自分オリジナルの作品、しかも処女作だからな。クリスの期待と不安もよくわかる。
「ねぇ、あなたのお名前は?」
女性が不意に顔を上げ、クリスに問い掛けてきた。
「は、はい! クリスソフィア・ルイスです!」
頓狂な声で答えるクリス。だが、女性は全く意に介さず噛みしめるように頷く。そして、
「ではクリスさん。これを頂いていくわね?」
「えっ?」
クリスはキョトンとした顔で固まっている。
その様子が可笑しいのか、女性は軽く微笑みを浮かべている。
「えと、あの、つまりご購入という事ですか?」
「もちろんよ」
クリスはシドロモドロしながら頭を下げた。
「あ、ありがとうございますッ!」
女性はニッコリ微笑んでブレスレットを掲げた。
「こちらこそ。良い旅のお土産になるわ」
顔を上げたクリスの顔はすっかり綻んでいた。緊張が解けたのだろう。
「良かったな、クリス」
クリスはニッコリと笑みを浮かべて頷いた。
◆
それから数時間後。
すっかり日も暮れ、辺りは街灯の明かりや松明の炎で照らされている。
夜のパレードがもうすぐ始まろうとしていた。
俺たちは船頭のソニエに誘われてパレードに加わる事になっていた。
ゴンドラ乗り場に向かうと、ソニエが待っていた。彼女は羽飾りの付いたハーフマスクを着けていた。
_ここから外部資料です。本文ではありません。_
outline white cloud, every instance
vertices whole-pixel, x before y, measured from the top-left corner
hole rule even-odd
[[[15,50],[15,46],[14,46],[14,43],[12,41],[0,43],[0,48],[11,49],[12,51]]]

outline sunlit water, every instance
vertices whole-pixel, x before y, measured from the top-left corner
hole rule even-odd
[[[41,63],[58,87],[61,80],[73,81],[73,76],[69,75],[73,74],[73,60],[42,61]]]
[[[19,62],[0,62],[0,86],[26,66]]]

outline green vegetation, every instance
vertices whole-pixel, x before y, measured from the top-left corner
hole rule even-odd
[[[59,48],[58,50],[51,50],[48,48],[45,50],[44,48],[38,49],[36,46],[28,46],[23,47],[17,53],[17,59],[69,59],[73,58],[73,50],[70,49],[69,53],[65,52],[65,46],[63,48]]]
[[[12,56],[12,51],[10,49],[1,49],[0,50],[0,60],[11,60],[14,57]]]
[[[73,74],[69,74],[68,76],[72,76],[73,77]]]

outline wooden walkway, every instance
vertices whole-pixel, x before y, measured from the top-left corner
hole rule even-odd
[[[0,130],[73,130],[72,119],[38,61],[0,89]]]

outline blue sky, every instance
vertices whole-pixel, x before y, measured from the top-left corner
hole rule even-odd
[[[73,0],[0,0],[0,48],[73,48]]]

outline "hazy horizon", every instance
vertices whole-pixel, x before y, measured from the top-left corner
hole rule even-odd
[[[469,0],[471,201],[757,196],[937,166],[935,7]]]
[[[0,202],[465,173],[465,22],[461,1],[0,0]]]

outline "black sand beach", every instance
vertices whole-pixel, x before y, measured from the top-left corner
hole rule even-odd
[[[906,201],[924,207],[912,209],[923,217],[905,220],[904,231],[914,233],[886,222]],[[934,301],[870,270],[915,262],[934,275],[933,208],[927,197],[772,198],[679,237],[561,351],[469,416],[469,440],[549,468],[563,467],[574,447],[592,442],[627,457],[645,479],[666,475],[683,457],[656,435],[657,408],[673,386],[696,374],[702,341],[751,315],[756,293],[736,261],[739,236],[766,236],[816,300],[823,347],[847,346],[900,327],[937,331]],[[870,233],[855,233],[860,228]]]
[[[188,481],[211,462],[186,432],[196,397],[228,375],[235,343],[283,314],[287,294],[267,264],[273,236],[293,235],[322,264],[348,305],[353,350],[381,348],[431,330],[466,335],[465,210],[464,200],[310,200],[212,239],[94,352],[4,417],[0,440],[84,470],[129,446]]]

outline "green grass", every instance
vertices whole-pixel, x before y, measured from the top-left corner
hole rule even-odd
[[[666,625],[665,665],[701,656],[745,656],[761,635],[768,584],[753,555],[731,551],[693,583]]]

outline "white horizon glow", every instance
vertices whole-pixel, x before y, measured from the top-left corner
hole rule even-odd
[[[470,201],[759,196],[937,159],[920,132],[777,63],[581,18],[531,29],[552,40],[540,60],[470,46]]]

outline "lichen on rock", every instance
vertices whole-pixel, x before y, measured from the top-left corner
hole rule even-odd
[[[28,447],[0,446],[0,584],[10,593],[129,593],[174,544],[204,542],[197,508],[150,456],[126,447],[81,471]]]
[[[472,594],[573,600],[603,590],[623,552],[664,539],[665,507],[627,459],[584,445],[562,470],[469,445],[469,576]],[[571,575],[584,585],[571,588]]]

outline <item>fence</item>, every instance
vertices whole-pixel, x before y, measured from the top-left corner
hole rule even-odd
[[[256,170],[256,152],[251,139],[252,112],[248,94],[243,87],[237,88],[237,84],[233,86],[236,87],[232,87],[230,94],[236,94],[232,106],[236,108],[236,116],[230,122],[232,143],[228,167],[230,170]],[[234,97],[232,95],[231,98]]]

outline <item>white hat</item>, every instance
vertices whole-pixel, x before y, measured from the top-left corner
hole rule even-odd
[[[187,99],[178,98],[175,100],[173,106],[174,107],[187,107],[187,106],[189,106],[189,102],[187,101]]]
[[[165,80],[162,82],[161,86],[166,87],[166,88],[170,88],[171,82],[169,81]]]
「よーし、みんな揃ったね。1人新入りが加わっているけど、乗員は大丈夫よ」
ジーンキララも一緒に乗る事になっていた。
「あ、でもダルグレンは船が苦手だったわね」
とソニエは言ったが、
「ぼ、僕も乗ります!」
とダルは答えた。
「え? でもダルは――」
舟が苦手だろ? と続けようとしたのだが、彼はまるで一大決心をしたかのような面持ちで下のソニエのところに向かう。
俺がポカンとしていると、ルシアンがニヤニヤしながら俺の肩に手を置く。
「おうおう! 憧れの女性の為に苦手な舟旅に臨むとは、ダルも男だよなぁ」
「えっ?」
それってつまり……。
「ダルは性的な意味でソニエさんの事が好きなのか?」
「性的とかお前……純粋な恋愛感情だよ」
「へぇー!」
意外だ……でもないか。
ダルみたいなオットリしたヤツには年上のお姉さんが似合ってるしな。
ゴンドラに乗り込もうとしているダルを、ソニエが手助けしている。
「ちょっと大丈夫ー?」
「は、はい、大丈夫です!」
「めっちゃ震えてるけど……でもまぁ、心配ご無用よ。なんせあたしが漕ぐんだからね」
「は、はいッ!」
懸命に余裕を見せようとするダル。
少年よ、まぁ、頑張れ。
◆
俺たちの周りにも他のゴンドラがゆったり進んでいる。
その内の1つには一つ目の仮面を着けた人物が乗っている。確かヲイドのマークだよな。
その事についてルシアンに尋ねてみると、
「あれはユグベリタス様の仮装だよ。海の怪物から街を救ったユグベリタス・ファースト様」
「へぇ。ユグベリタス様、ねぇ」
そうか、そりゃファーストにだって名前はあるよな。
こうなると、気になるのは今現在のファーストの名だな。
「えっと、今のファースト様の名は……」
「ゼムリアス様だろーが」
常識だろ? というニュアンスでルシアンが教えてくれた。
そうかそうか、我が宿敵尤者の名は、ゼムリアス・ファーストってのか。
俺は不意にすぐ下の海面に目を向けた。
周りの灯に照らされた海面には、微かに俺の顔が映っている。
仮面を着けたその顔は、どこか化け物じみて見えた。
瞬間、背筋に冷たいモノが走った。
嫌な予感がする。
海に潜む怪物。
今この瞬間も暗い海底で俺たちの事を見張っているのではないか?
ふとそんな考えが浮かんだ。
こうして祭り1日目は終わり、問題の2日目が始まる。